Jethro Cave, figlio del musicista Nick Cave, uno dei modelli più richiesti del mondo in questo momento, capelli rasati ai lati e lunghissimo ciuffo nero, sguardo torbido come quello del papà e gli zigomi della mamma, modella anni ”80: «Tom era uno allegro, una persona positiva, bella. Maimi sarei aspettato che succedesse a lui».
Tom, australiano, ventuno anni, una copia di Gomorra in inglese piena di orecchie nello zainetto: «E’ una vita che richiede impegno, dal di fuori vedono solo i riflettori, i servizi sulle riviste di moda, ma si lavora duro e ci si sposta sempre.
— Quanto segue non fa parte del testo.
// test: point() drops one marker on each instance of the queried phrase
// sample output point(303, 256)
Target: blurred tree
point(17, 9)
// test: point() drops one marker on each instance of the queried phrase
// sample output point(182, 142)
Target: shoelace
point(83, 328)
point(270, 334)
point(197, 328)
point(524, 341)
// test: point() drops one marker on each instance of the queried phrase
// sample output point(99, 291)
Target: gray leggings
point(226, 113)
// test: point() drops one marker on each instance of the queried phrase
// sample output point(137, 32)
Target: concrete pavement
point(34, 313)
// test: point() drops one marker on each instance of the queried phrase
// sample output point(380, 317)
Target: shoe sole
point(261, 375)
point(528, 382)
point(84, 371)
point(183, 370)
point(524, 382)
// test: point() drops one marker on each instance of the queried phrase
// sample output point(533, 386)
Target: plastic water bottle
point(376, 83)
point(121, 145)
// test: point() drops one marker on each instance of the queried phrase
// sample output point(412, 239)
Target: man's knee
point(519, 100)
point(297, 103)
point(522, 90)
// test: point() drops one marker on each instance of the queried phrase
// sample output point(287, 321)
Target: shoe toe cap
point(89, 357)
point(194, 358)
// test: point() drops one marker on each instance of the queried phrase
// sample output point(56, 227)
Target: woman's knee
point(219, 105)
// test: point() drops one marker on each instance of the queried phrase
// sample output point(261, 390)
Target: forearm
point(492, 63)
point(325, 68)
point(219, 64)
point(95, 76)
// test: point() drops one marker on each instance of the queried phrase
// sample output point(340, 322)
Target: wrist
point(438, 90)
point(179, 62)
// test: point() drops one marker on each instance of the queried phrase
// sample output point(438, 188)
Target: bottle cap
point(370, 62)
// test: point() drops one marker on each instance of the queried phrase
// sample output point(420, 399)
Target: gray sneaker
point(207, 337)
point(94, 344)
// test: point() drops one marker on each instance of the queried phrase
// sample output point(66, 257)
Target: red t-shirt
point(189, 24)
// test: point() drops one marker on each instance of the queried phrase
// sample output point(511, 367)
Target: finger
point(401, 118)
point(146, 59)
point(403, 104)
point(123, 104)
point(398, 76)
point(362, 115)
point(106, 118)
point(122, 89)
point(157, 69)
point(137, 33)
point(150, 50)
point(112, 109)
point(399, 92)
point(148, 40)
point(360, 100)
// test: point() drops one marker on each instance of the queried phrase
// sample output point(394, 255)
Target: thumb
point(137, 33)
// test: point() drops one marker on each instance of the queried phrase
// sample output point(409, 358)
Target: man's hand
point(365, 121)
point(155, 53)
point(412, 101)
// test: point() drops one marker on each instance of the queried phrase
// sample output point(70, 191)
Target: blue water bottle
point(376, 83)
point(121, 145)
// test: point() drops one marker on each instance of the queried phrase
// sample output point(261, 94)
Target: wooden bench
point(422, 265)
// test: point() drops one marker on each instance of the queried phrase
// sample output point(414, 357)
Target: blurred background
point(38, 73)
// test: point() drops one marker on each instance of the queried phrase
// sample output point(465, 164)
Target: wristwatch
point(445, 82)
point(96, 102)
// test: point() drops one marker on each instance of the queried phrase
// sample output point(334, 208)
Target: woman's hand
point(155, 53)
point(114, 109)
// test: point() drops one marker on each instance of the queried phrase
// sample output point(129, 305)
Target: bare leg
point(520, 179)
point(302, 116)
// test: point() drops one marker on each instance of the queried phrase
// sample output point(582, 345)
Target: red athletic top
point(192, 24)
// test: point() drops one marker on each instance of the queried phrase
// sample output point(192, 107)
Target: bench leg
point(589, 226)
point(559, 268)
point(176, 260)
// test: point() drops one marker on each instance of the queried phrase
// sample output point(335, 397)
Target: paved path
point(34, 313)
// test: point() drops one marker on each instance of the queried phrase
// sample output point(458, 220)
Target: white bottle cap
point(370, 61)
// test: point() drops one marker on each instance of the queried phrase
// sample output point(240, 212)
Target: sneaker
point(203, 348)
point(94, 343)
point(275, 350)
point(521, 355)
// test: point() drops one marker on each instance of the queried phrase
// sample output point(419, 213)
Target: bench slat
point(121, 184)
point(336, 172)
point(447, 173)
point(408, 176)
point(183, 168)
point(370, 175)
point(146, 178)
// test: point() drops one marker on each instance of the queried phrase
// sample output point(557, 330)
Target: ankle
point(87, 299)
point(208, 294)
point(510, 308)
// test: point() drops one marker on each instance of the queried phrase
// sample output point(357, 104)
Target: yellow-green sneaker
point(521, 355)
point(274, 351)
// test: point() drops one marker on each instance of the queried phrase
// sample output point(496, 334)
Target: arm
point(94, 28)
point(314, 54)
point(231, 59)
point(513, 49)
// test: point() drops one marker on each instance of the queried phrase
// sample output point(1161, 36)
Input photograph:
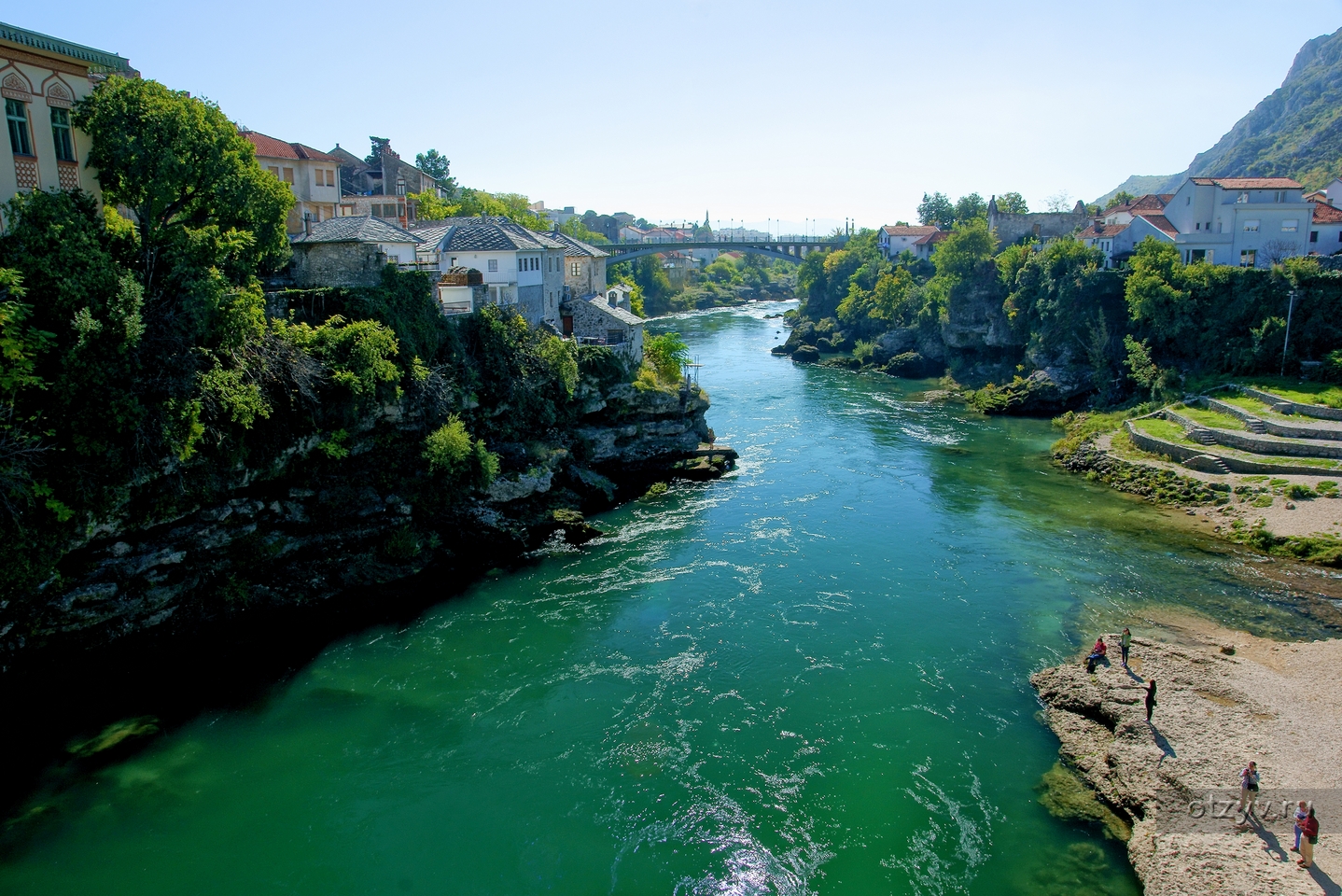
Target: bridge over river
point(790, 250)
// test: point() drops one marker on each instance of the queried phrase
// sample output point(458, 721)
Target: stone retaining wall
point(1293, 407)
point(1184, 453)
point(1256, 444)
point(1271, 426)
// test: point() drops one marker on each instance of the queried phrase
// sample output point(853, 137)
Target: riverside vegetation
point(178, 447)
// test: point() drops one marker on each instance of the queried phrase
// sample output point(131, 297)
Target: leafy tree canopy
point(1012, 204)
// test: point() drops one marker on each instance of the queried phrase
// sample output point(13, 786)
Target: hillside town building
point(40, 80)
point(521, 269)
point(894, 239)
point(349, 251)
point(310, 174)
point(1250, 221)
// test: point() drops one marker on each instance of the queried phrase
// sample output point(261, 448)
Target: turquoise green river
point(809, 677)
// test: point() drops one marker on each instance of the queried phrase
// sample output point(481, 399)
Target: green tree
point(437, 165)
point(936, 211)
point(971, 207)
point(200, 200)
point(379, 147)
point(1012, 204)
point(959, 254)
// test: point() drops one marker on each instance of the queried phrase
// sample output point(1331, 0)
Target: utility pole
point(1286, 343)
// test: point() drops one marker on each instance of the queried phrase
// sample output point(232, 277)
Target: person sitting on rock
point(1098, 653)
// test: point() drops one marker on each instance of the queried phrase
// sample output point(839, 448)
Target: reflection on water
point(808, 677)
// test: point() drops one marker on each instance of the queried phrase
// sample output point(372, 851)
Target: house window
point(18, 119)
point(61, 134)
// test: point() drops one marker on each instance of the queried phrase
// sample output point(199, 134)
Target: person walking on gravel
point(1310, 836)
point(1249, 789)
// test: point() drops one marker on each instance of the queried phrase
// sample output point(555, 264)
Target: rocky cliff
point(1223, 699)
point(310, 527)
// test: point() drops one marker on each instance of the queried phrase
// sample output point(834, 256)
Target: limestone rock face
point(1215, 711)
point(291, 536)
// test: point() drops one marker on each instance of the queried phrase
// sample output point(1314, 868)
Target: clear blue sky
point(750, 110)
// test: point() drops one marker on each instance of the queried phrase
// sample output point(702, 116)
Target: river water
point(806, 678)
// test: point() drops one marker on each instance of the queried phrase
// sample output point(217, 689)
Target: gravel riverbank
point(1224, 698)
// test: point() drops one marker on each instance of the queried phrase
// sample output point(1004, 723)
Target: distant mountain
point(1295, 132)
point(1139, 186)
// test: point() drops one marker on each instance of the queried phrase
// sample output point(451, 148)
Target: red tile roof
point(1102, 231)
point(272, 147)
point(1327, 215)
point(1160, 223)
point(903, 230)
point(1148, 203)
point(1247, 183)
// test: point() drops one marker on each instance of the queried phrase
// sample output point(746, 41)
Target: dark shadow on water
point(1329, 886)
point(1163, 742)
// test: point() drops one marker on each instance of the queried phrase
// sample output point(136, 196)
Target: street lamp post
point(1286, 343)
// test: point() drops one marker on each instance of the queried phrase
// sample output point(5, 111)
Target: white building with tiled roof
point(1326, 230)
point(40, 79)
point(349, 251)
point(523, 269)
point(894, 239)
point(1250, 221)
point(313, 175)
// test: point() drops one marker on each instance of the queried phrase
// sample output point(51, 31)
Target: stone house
point(523, 270)
point(1041, 226)
point(926, 245)
point(460, 290)
point(621, 295)
point(584, 264)
point(349, 251)
point(1100, 236)
point(597, 321)
point(310, 174)
point(383, 188)
point(1250, 221)
point(40, 80)
point(894, 239)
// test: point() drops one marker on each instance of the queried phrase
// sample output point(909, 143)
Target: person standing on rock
point(1310, 831)
point(1249, 789)
point(1301, 815)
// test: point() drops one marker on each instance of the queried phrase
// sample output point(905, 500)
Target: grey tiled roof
point(615, 312)
point(573, 245)
point(482, 235)
point(356, 229)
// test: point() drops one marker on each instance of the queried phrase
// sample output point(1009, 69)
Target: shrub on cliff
point(451, 453)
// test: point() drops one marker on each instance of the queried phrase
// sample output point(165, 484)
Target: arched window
point(16, 116)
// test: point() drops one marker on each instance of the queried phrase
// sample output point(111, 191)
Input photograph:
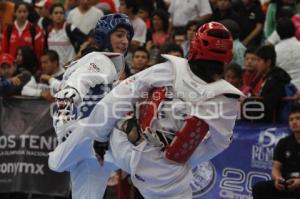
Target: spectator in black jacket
point(272, 84)
point(11, 83)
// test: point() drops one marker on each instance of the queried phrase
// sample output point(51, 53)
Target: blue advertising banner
point(248, 160)
point(26, 138)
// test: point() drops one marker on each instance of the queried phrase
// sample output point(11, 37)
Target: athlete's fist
point(67, 95)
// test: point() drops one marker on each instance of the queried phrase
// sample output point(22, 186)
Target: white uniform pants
point(76, 155)
point(151, 173)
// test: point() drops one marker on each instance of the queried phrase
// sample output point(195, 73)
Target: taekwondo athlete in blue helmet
point(85, 82)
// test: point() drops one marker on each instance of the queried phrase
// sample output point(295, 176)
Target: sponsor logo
point(262, 152)
point(204, 176)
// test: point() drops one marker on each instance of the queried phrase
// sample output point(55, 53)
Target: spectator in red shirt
point(22, 33)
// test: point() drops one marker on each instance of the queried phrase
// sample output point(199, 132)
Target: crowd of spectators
point(39, 38)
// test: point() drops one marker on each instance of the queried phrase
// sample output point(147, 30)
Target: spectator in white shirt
point(49, 80)
point(183, 11)
point(84, 16)
point(131, 8)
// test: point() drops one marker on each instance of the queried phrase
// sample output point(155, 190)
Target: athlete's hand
point(68, 94)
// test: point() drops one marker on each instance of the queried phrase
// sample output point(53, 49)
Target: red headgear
point(212, 42)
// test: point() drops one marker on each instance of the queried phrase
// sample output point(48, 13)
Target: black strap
point(70, 36)
point(9, 31)
point(33, 34)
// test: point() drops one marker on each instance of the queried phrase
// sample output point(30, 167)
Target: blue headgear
point(106, 25)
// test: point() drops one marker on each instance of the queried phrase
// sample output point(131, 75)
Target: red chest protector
point(185, 140)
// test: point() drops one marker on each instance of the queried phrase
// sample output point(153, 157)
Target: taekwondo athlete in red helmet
point(85, 82)
point(183, 113)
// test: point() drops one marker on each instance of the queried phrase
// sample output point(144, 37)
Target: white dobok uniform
point(96, 68)
point(154, 175)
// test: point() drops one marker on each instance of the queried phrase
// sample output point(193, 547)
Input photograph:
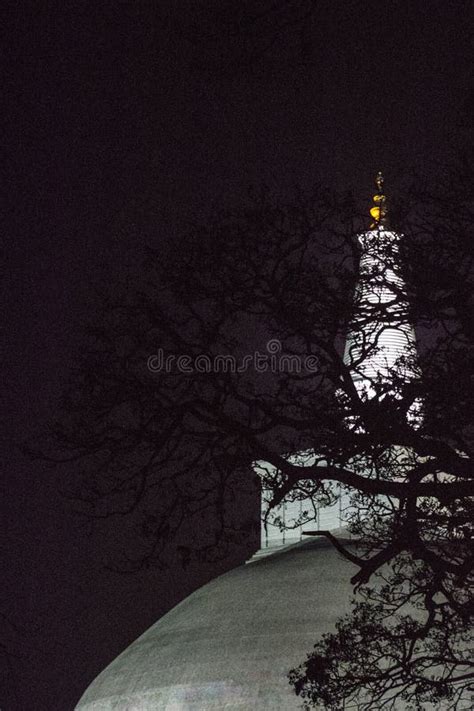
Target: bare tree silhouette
point(165, 426)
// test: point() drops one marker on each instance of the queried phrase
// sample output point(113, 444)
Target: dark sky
point(123, 122)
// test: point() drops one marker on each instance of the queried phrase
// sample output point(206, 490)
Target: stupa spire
point(379, 210)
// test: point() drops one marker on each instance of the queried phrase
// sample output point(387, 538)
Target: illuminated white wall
point(380, 323)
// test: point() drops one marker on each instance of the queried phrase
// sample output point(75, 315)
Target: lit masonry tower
point(380, 337)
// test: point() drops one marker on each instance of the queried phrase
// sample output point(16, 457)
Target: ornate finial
point(379, 211)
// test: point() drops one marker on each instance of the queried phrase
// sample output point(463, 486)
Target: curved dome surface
point(230, 644)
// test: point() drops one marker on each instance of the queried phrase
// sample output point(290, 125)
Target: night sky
point(124, 122)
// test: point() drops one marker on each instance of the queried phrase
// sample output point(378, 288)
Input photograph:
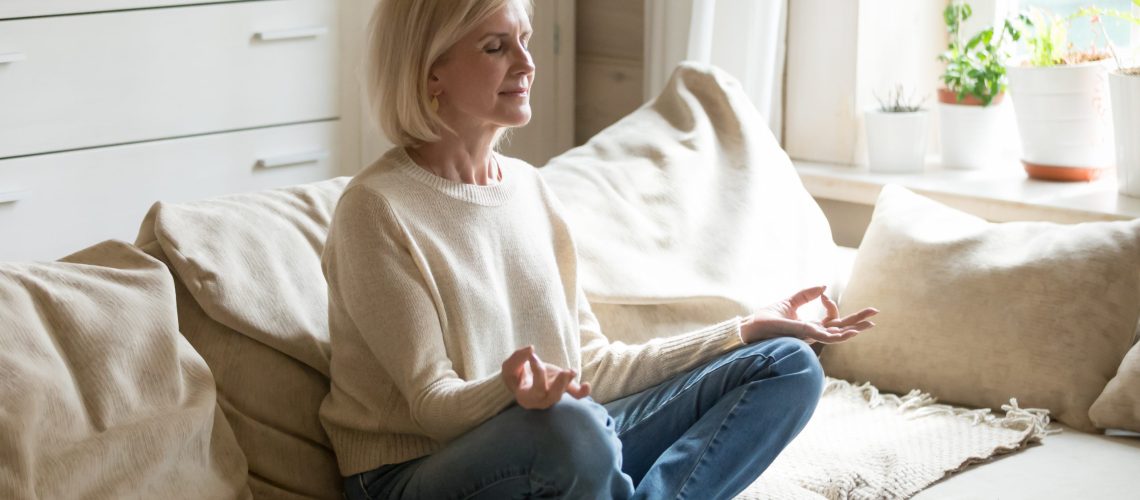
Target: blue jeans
point(703, 434)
E’ un mestiere per gente seria, quello che pensano al di fuori è tutto sbagliato, qui quelli pigri non emergono e se Tom ce l’aveva fatta è perché era uno serio. E’ una vita di impegno, senza orari, si guadagna ma non si timbra il cartellino. Lavorare in una fabbrica o fare il contadino è senz’altro molto peggio, però. Siamo privilegiati. Ma si suicidano un po’ tutti, in tutte le categorie intendo, privilegiati e non. Solo che se capita a uno di noi fa più impressione, forse».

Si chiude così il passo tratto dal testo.